Qutwo, a quantum startup based in Helsinki, raised €25 million from top investors, unicorn founders, and European family offices just two months after going public.
Peter Sarlin, who sold Silo AI to AMD for $665 million in 2024, founded Qutwo in his family office, PostScriptum, and launched in February 2026. Qutwo calls itself an AI lab for the quantum era, building software that links enterprise AI tquestions to the hardware they run on, whether that’s today’s classical computers or future quantum machines.
Quantum computing could solve problems that are hard to tackle today, especially in supply chain optimisation, financial modelling, and drug discovery. But reliable quantum computers are still years away. Companies have to decide whether to invest early and take a risk, or wait and deal with challenges once quantum technology arrives.
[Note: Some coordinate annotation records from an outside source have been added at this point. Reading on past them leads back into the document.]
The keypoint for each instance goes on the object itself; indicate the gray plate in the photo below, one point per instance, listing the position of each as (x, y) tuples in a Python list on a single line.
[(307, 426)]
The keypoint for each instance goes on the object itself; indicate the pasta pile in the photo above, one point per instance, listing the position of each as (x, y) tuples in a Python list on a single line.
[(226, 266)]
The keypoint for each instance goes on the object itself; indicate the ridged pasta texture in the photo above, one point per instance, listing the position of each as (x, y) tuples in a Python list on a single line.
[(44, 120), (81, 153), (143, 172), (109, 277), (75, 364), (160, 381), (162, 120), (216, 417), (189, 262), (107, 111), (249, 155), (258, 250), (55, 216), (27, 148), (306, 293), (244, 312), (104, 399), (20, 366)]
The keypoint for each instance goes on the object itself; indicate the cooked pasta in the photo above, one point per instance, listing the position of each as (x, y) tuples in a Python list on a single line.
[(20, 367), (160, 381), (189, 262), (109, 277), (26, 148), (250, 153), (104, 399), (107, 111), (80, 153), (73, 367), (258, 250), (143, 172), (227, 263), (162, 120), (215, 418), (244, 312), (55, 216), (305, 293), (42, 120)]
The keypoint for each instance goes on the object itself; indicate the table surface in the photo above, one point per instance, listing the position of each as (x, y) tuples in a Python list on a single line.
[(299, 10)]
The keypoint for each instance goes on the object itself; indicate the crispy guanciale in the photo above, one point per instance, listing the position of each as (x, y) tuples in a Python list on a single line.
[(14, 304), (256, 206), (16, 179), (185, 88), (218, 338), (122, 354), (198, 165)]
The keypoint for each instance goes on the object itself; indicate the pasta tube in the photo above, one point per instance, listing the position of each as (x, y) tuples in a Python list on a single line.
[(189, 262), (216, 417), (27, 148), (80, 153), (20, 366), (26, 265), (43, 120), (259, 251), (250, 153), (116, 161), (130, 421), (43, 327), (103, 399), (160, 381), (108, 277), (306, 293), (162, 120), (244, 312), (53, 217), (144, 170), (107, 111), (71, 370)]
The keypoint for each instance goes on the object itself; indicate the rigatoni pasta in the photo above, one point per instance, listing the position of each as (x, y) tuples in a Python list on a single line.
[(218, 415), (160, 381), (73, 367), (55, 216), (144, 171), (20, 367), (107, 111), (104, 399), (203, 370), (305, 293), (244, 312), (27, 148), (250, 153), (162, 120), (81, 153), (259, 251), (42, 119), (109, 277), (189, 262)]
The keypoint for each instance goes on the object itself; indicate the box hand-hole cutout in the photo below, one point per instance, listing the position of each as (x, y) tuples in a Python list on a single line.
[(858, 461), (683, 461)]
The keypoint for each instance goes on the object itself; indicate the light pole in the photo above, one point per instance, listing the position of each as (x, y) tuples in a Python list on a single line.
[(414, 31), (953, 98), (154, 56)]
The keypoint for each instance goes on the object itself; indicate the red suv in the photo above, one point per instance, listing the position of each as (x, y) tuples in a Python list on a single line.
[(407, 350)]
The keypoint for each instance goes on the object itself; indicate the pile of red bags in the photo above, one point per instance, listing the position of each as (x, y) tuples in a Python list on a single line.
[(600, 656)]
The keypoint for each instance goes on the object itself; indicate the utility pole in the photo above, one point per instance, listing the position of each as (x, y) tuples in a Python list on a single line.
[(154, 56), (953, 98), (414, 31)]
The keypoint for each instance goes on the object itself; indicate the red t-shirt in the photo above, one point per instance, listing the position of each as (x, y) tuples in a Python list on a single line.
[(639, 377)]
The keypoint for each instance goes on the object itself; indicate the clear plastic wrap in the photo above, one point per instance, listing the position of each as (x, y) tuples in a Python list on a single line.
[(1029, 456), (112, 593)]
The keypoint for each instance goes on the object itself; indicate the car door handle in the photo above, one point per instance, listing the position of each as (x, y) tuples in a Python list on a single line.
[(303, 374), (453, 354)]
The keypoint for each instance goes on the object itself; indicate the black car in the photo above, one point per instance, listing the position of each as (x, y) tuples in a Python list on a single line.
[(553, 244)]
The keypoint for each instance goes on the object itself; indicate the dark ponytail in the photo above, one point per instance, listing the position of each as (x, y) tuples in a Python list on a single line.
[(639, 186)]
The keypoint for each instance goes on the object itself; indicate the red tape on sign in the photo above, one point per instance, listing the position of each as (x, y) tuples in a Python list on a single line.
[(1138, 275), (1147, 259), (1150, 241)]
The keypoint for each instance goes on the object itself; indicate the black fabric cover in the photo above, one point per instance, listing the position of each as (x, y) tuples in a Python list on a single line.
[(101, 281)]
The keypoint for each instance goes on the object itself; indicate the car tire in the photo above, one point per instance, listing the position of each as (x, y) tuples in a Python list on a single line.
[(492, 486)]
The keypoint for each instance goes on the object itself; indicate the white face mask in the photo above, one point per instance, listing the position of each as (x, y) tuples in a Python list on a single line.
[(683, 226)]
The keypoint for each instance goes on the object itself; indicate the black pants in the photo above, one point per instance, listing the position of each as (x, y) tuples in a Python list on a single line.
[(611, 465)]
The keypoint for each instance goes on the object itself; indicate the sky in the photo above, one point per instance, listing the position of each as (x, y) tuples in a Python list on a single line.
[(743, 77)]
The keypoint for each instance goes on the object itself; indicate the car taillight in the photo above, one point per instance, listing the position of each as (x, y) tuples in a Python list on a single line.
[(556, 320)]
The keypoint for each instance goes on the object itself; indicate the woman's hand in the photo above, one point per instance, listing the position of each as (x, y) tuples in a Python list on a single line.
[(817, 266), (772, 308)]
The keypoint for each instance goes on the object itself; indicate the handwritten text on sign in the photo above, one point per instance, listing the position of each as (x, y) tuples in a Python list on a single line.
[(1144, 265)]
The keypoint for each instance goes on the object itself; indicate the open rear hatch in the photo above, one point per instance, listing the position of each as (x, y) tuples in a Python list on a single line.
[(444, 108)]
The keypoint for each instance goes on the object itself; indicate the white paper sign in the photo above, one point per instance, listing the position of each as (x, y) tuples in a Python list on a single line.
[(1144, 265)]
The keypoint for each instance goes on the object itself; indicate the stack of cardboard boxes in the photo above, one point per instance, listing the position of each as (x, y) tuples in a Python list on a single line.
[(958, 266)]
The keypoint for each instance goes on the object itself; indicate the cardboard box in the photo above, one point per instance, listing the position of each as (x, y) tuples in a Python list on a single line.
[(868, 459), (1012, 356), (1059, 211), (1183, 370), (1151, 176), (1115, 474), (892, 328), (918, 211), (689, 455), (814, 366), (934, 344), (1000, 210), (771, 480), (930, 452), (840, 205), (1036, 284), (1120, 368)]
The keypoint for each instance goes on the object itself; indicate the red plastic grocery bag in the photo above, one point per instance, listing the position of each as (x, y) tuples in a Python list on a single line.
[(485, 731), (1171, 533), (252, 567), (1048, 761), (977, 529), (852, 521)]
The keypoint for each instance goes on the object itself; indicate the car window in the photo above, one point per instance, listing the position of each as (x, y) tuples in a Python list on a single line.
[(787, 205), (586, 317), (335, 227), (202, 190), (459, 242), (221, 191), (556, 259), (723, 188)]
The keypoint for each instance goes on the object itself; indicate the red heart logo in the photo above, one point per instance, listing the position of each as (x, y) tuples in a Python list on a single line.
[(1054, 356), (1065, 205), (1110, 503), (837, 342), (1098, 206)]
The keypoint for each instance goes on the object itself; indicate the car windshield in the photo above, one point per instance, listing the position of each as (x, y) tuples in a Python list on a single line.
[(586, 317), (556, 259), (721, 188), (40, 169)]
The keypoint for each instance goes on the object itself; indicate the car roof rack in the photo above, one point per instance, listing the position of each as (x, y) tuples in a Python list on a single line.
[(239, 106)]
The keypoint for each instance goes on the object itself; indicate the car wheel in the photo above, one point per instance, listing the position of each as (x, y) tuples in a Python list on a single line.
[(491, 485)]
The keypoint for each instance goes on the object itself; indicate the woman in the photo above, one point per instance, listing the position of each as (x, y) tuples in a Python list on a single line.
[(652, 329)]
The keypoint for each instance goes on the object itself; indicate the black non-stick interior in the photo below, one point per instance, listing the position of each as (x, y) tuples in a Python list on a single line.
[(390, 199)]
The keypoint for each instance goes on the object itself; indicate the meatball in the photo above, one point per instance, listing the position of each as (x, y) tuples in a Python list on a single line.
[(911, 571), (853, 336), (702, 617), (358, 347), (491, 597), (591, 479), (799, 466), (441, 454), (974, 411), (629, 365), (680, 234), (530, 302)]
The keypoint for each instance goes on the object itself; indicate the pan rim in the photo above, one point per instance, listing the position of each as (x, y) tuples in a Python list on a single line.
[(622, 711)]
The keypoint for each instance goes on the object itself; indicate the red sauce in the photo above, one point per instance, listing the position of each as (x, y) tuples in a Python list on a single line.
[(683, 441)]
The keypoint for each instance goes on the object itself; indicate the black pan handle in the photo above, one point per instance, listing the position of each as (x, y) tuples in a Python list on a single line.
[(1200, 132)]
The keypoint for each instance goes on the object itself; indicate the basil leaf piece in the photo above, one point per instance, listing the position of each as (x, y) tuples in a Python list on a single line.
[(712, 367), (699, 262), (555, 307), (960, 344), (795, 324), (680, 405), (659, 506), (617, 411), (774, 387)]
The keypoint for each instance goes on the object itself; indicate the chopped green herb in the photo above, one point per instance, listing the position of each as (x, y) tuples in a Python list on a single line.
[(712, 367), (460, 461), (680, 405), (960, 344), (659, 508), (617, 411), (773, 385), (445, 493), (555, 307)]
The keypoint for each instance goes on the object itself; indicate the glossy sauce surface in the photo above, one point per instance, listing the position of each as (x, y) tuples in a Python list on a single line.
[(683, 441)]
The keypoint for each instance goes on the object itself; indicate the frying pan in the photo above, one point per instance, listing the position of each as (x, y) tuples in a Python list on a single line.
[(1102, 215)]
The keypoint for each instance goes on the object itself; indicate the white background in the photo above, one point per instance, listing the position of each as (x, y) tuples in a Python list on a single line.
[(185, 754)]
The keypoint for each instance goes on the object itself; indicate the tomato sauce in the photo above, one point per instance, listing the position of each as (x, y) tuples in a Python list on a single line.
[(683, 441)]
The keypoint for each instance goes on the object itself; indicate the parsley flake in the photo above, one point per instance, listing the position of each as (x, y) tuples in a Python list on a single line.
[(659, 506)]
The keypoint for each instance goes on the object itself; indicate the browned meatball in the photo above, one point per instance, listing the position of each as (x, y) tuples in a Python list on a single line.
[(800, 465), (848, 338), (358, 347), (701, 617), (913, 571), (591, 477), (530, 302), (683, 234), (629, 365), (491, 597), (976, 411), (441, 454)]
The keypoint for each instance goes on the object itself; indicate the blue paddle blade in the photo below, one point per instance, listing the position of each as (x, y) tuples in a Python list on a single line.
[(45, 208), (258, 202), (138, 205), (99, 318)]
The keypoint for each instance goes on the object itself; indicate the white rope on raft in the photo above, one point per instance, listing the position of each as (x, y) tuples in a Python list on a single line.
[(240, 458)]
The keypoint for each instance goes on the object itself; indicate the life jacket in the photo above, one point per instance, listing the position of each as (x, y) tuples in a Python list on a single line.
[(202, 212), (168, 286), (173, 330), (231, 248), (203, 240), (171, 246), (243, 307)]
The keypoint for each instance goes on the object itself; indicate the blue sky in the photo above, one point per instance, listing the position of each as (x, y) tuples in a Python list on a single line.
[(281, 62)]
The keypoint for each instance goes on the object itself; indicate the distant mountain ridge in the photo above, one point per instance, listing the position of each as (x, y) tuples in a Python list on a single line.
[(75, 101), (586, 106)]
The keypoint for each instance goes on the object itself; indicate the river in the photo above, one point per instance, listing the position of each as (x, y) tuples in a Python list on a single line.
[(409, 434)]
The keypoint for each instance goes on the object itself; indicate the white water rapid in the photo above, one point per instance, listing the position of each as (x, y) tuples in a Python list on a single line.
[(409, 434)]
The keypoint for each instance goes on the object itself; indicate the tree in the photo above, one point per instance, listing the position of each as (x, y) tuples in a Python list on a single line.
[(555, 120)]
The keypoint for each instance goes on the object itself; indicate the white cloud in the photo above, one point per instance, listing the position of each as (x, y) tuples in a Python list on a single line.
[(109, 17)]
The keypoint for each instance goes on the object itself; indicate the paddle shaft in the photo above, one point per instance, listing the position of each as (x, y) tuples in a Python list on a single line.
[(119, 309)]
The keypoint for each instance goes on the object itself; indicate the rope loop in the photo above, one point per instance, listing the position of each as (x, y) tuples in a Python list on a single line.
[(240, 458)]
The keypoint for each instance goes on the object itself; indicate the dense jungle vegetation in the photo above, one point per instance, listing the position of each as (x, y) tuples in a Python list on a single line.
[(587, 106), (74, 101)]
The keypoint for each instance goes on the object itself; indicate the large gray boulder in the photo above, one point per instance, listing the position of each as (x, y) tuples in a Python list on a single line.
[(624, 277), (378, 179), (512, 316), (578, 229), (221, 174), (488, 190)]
Qutwo offers another option. Its main product, Qutwo OS, supports manage AI tquestions across classical, quantum-inspired, and eventually quantum hardware.
In just two months, it secured design partnerships worth over €20 million with major European companies such as Zalando, where it is working on AI lifestyle agents, and OP Pohjola, a leading financial group in Finland.
Alongside Sarlin, Qutwo’s team features Kuan Yen Tan, who co-founded the quantum hardware company IQM, and Kaj-Mikael Björk, Sarlin’s former co-founder at Silo AI. The team also includes over 30 quantum and AI scientists from top universities like UC Berkeley, UCL, EPFL, CMU, and Aalto University. Pekka Lundmark, the former CEO of Nokia, is on the board.
Qutwo’s main competitors in quantum software include Classiq, which raised $51 million, and Zapata Computing, which focapplyd on enterprise quantum apps before going public through a SPAC. Unlike rivals, Qutwo supports a wide range of hardware, including Nvidia, AMD, Intel, Google TPUs, and emerging quantum chips.
Sarlin declares that for many investors, this is about supporting build the next wave of AI in Europe. He has also invested in other European startups, like Droidrun, a mobile AI automation company that raised €2.1 million last year. PostScriptum, his family office, supported fund NestAI during its early days and has also supported Lovable, Tandem Health, and Legora.
Qutwo plans to apply the new funding to expand Qutwo OS to support more models and hardware types, hire more people, and grow its managed inference services. The company is also working on Miles, an open-source tool for large-scale reinforcement learning after training.